Chase Frazier, RMR, CRR, CRC, started out as a captioner, although his mother and brother, both already court reporters, were in the legal arena. Some recent graduates find going into captioning right away to be a good first step in their careers rather than spending time freelancing or interviewing for open officialships. The JCR Weekly asked Frazier to offer some thoughts on what is different if you plan to consider this option yourself.
What made you decide to go into captioning right out of school?
My realtime in school was exceptional for still being in school. I was realtiming qualifier-level tests for California while still in school. (The California realtime test presents four-voice 200 wpm for ten minutes.) Also, my teacher was kind enough to let me take normal tests as realtime tests. I would immediately email her my test while still in class, and she would print it at home and grade it. Getting that kind of feedback made me love realtime and love the challenge of trying to get every test even more perfect than the last. I still, to this day, try to get each captioning session better than my last.
What kind of equipment did you need to get to start out?
I needed my captioning software, a professional machine, and a modem. I was fortunate to have my parents give me the professional software and a professional machine as a graduation present.
Did you get any additional training before you started captioning?
I didn’t have any training. I researched on my own how to caption TV, the equipment needed, and what tweaks I needed to do to my dictionary. I googled captioning agencies and sent them all an email to try to work for them. None of them responded, except one. But that’s all I needed!
The one that responded vetted me by watching me caption to live news for 30 minutes a day for about a week. After that week, they said that I was good to go live and caption news.
What was challenging for you the first few times you captioned? What did you do to overcome that challenge?
Getting over my nerves was hard for me. It took me a week or two to not be nervous the first few minutes of the broadcast.
What advice would you offer to someone who wants to start captioning from school?

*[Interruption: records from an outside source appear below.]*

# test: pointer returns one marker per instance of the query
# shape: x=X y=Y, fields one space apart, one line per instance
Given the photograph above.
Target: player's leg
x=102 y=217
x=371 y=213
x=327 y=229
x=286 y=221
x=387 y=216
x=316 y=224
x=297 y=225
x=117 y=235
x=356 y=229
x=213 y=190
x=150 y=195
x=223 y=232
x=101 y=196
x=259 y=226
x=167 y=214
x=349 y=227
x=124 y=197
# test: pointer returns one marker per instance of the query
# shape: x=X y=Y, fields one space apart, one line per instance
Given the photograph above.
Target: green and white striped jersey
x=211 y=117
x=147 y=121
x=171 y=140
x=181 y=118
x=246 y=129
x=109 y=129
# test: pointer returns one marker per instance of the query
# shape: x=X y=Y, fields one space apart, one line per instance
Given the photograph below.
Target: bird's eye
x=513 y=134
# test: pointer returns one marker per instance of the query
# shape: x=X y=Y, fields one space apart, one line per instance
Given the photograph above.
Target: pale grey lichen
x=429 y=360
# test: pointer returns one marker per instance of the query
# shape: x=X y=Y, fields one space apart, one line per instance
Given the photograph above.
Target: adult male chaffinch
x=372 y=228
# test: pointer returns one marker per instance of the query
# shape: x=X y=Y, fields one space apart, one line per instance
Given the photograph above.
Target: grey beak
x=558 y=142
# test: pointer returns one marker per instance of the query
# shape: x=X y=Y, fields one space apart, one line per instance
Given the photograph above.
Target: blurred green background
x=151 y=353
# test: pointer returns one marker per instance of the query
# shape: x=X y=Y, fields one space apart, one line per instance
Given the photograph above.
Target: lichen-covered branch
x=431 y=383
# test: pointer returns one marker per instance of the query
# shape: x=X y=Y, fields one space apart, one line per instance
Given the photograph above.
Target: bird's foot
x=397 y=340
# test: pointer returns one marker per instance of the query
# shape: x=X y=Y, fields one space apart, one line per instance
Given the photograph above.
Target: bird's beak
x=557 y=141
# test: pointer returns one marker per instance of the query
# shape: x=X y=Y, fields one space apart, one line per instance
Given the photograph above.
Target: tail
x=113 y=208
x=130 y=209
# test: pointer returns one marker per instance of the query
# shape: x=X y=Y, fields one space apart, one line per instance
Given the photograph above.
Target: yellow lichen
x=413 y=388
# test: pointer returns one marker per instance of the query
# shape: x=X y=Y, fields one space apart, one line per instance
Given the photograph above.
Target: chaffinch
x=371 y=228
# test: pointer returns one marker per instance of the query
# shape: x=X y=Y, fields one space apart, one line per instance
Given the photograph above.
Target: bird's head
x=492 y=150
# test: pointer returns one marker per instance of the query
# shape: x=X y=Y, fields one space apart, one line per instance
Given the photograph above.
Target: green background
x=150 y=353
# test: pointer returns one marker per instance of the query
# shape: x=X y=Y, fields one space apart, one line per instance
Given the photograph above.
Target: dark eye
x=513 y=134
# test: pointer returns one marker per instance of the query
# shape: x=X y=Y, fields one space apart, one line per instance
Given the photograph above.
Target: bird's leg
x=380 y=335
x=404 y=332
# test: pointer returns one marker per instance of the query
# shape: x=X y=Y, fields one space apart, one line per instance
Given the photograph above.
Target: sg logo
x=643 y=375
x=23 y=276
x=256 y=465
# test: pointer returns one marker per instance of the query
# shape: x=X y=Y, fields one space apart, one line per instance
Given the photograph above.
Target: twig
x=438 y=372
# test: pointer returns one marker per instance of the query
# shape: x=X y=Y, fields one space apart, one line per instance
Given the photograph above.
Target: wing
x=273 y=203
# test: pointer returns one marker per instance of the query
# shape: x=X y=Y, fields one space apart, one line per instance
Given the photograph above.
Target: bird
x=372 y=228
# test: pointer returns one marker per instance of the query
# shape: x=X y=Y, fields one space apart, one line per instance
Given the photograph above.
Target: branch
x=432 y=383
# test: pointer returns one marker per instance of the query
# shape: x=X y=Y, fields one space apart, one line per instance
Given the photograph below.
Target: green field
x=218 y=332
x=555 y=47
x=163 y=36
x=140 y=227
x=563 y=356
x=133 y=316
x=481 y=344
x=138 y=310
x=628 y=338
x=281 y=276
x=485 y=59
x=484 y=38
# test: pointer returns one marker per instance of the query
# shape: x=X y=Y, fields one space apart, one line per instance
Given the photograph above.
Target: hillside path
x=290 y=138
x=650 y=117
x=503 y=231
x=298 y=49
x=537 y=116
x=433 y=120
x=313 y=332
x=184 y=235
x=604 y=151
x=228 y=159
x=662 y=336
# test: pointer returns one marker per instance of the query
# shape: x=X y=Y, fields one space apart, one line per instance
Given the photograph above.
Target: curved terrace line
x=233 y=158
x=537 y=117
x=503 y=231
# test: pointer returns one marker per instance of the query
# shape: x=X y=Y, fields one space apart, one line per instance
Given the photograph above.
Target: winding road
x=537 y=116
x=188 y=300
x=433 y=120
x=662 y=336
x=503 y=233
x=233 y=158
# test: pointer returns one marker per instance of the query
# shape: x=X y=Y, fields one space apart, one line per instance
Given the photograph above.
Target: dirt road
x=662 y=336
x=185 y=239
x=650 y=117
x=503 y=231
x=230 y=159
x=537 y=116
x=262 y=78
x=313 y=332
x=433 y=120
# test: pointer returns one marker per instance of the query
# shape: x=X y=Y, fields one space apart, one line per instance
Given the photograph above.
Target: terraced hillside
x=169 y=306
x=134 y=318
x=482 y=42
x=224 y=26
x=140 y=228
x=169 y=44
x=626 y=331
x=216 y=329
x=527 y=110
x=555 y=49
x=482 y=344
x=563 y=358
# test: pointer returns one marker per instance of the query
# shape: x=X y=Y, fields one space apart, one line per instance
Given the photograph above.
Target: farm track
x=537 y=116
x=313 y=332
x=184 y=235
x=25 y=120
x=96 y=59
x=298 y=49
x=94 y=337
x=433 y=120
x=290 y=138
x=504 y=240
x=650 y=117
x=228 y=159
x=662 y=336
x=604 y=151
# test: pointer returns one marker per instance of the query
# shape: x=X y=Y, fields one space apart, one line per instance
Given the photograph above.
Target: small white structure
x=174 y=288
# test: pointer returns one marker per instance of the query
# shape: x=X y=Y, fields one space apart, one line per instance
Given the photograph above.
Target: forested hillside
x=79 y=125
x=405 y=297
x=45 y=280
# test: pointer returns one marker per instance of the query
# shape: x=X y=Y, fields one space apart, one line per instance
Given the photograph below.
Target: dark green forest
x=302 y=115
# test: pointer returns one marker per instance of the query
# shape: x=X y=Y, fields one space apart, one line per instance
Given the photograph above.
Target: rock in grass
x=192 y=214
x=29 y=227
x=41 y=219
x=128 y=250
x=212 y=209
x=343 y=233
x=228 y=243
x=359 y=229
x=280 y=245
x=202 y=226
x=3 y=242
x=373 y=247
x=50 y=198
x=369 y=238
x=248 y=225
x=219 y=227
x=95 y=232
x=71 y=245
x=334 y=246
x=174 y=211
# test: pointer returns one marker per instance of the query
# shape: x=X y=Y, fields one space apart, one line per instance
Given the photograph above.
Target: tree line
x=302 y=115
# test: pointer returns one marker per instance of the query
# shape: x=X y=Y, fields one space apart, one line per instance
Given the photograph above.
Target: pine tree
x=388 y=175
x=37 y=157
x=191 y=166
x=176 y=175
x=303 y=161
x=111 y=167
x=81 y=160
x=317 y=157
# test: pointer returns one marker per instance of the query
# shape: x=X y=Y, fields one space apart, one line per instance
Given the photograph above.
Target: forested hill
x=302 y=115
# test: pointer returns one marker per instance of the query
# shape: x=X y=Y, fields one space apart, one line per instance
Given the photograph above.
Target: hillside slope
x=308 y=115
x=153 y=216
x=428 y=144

I wouldn’t recommend intensely working on your realtime while in school. Focus on your speed. Your realtime will come with speed. If you can write 200, try to realtime a 160. There are a lot of tricks to improve your realtime.
Also, you don’t have to write out to caption. You can write however you want and have perfect realtime for TV. Just make sure to also have a strong group of prefixes and suffixes. People on TV make up words all the time.
If you want to get your realtime up to par, find a captioner and see if he or she will help you and watch you write once or twice a week. You can share your screen on Skype, and the captioner can watch you write to news. Have that person tell you everything that you can do to improve your realtime. It’s going to be damaging to your ego, but it’s great for your writing.